Scenografie, costumi, design di navi spaziali, armi e oggetti sono in effetti piuttosto impressionanti, e anche da non fan di Denis Villeneuve riconosco che la sua regia è capace di una certa eleganza geometrica di messa in scena che fa il paio con un spettacolarità magniloquente, decisamente non comune. Anche il cast è stato assemblato con intelligenza: con tutta la scarsa simpatia che provo per Chalamet, è un ottimo Paul, così come sono funzionalissimi alla loro parte Rebecca Ferguson, Oscar Isaac e tutti gli altri.
L'unico attore leggermente stonato, in questo cast, è Josh Brolin, eccessivamente quadrato, marziale e urlante anche per il ruolo di Gurney Halleck, sorta di capo di stato maggiore degli Atreides. Ed è proprio lui, che con Villeneuve ha già lavorato nel muscolarissimo Sicario, a essere la spia di quel che di Dune non mi convince.
Perché Villeneuve sarà anche bravo, ma si prende anche un po' troppo sul serio, e come e più di altri suoi film Dune è gravato da una solennità fuori scala, da un peso specifico plumbeo quanto la sua fotografia, da una spettacolarità che è fuori da ogni dubbio ma che non è mai liberatoria o esaltante, ma sempre in qualche modo carica di un pathos esagerato. Il tutto sintetizzato alla perfezione dagli SBRAMM incessanti delle musiche di Hans Zimmer.

D'altronde, quest'estetica iperconcreta di Villeneuve (lontana anni luce da quella visionaria e liquida di Lynch) è anche l'estetica dominante dei tempi che viviamo, che lievi non sono di certo.
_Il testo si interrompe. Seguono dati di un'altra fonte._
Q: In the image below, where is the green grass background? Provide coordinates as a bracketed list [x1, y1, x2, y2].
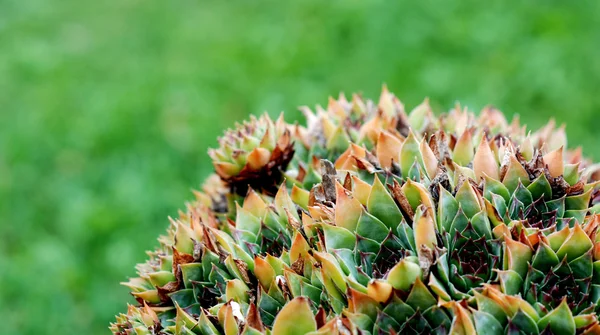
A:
[0, 0, 600, 334]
E sono molti gli indizi che tradiscono la volontà del regista di rispecchiare nel mondo del suo Dune anche quello in cui siamo calati nella vita di tutti i giorni: dal modo in cui ha ritratto dei Fremen, sottolineando in maniera più evidente gli aspetti arabi e mediorientali, terzomondisti in generale, della cultura e della popolazione (Chani sembra quasi modellata sulla ragazza afghana fotografata da Steve McCurry anni fa), a quello in cui ha messo in parallelo implicito il raccolto della Spezia da parte delle Case con lo sfruttamento delle risorse materiali di troppi paesi non sviluppati da parte dell'Occidente post-colonialista.
Che ce ne fosse il bisogno o meno, è tutta un'altra questione.